Dredd, Beeny and Rico arrive in Camp 5, expecting more
atrocities as it has the highest death rate of all. However, they are greeted
by singing
mutants, a thriving education system and a well-equipped hospital. Only
the diseased swamp prevents an apparent mutant Utopia. This only makes
the judges more suspicious.
It is only when Dredd insists on staying the night that the camp
director becomes agitated.
Later he discusses calling “it” off with one of the medical staff.
It
seems Camp 5 has a dark secret after all…
CE : Dredd’s guilt-ridden
obsession with bringing justice to the mutant camps continues, and it’s
certainly proving an interesting plot. The first page of this strip says it all
about how the camps turned out that way, going from a wordless montage of the
Judges coming across abuses to an accountant annoyed at how much Dredd is costing
them. It’s also nice to see Wagner & MacNeil
bringing Beeny over from the Meg.
The main plot has a pretty fundamental
problem: we know from previous stories that if everything looks happy and nice,
something dodgy is going on. Even the characters know this, immediately focusing
on the mysterious death rate.
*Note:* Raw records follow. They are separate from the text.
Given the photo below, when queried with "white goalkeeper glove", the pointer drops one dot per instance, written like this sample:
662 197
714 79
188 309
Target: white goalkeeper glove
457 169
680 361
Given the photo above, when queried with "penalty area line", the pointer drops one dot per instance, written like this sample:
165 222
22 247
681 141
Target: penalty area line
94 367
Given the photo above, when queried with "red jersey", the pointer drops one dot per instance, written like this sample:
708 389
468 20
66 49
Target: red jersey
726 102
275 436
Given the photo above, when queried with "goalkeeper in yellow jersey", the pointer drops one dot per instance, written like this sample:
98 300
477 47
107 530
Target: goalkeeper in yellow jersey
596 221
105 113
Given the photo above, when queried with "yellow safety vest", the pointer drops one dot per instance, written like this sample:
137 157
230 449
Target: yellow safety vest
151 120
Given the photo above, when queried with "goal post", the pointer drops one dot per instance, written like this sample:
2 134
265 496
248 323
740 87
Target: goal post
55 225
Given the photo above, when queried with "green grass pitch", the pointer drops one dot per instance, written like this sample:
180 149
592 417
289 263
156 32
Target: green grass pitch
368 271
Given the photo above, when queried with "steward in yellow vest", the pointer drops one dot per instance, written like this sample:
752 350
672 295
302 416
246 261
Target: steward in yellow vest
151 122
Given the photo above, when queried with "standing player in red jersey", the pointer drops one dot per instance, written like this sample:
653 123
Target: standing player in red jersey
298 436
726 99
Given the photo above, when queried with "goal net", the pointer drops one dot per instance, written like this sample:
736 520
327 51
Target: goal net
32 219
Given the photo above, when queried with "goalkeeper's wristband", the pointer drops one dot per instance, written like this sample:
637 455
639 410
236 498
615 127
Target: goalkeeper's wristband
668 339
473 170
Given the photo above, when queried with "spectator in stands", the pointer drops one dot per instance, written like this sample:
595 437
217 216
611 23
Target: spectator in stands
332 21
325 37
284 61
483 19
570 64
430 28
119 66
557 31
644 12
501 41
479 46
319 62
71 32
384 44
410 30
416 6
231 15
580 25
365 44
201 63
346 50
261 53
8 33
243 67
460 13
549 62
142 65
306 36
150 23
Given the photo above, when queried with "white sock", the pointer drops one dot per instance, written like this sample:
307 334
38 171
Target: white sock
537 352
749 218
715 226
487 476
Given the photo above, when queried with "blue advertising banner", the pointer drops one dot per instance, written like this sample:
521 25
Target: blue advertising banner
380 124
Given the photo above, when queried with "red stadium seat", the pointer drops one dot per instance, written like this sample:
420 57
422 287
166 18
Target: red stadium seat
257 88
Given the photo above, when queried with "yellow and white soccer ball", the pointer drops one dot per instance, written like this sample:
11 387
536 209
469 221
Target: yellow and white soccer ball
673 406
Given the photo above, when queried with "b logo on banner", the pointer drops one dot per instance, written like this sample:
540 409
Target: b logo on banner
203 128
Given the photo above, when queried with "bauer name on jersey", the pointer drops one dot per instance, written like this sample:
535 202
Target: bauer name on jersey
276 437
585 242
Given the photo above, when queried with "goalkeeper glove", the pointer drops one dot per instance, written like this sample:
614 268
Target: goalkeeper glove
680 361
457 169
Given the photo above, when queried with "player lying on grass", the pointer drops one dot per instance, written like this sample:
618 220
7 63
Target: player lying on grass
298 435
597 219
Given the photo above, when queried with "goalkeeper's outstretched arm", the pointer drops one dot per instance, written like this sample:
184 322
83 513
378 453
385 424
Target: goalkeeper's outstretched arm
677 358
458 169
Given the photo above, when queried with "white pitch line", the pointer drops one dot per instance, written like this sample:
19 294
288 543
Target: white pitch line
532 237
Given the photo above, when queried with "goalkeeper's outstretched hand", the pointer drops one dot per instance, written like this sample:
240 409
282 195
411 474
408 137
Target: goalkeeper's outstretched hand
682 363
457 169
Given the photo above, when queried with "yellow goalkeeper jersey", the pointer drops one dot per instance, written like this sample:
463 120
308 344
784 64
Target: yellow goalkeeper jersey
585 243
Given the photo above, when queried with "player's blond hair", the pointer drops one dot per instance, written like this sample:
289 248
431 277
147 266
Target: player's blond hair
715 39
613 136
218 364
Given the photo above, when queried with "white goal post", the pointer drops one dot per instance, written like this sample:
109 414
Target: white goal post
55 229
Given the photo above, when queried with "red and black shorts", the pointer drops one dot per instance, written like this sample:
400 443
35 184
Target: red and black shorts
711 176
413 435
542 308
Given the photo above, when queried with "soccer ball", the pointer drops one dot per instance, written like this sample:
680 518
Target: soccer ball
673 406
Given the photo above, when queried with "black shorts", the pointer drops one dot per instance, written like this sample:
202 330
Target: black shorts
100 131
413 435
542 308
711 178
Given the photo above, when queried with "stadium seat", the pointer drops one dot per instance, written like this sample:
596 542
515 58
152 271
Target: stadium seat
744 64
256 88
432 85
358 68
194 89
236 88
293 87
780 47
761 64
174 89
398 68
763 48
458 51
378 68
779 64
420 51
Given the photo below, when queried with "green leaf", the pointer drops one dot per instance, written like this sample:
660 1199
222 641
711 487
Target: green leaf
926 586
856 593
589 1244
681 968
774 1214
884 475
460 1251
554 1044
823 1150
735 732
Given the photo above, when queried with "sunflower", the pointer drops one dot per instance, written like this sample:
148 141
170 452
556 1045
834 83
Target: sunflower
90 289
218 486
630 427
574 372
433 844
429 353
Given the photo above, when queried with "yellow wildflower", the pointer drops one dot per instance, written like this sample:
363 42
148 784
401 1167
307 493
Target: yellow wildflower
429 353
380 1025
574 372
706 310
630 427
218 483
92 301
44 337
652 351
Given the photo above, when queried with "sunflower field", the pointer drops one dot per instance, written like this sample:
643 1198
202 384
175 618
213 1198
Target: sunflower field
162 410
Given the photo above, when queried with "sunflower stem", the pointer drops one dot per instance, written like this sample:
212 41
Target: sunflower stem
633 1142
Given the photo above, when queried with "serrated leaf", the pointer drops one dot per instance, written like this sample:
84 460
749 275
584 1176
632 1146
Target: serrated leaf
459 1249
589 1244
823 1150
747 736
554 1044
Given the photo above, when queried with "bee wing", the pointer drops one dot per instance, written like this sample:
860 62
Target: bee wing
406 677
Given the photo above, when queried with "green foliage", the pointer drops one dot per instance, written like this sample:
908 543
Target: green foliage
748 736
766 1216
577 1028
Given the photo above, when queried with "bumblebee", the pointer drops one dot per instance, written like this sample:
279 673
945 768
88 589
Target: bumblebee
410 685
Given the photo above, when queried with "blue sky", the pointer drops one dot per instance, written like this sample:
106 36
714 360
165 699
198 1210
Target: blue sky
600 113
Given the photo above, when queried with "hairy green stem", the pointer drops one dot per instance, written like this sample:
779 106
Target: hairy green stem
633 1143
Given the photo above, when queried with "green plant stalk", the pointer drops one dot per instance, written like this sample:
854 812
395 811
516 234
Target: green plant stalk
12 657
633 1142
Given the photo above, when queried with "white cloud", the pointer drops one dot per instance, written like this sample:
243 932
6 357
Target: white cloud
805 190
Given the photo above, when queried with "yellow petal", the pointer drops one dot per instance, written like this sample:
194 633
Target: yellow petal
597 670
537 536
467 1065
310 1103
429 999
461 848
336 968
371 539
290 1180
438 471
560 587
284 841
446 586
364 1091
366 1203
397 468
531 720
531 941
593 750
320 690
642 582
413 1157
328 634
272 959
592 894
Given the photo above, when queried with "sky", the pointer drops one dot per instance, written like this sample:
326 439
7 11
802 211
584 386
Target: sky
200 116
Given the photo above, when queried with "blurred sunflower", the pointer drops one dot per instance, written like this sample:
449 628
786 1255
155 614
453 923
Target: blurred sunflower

It does lead to an interesting side-effect of the
strip building tension while nothing bad is happening on-panel or being hinted
at. Wagner is playing off the fact that we know something has to be going on,
and for me it’s working quite
well.
BC: I don't think anyone believes
the secret behind Mutant Camp 5 is that it hides a Willy-Wonka-style factory
of lemonade rivers and gingerbread forests - the picture in the very first frame
of people-parts being boiled in a pot and someone in prison stripes fighting
rats as wardens look on helps fuel guesses as to what the secret might be.
This
episode is solid groundwork for something bigger, yet offers little at this stage
beyond whetting the appetite for the reveal still to come, helped by solid artwork
from the ever-reliable Colin MacNeil - although Chris Blythe's muted colouring
deserves an honourable mention. Suggesting Wagner is merely on form is seen as
criticism by most, but shouldn't be - this is good writing that will likely reward
patience as Wagner's slow-burners often do, interspersed with some nice character
touches on Dredd himself that might slip past those who buy into the myth that
he's a purely surface character lacking depth, rather the deliberately impenetrable
icon he's become of late.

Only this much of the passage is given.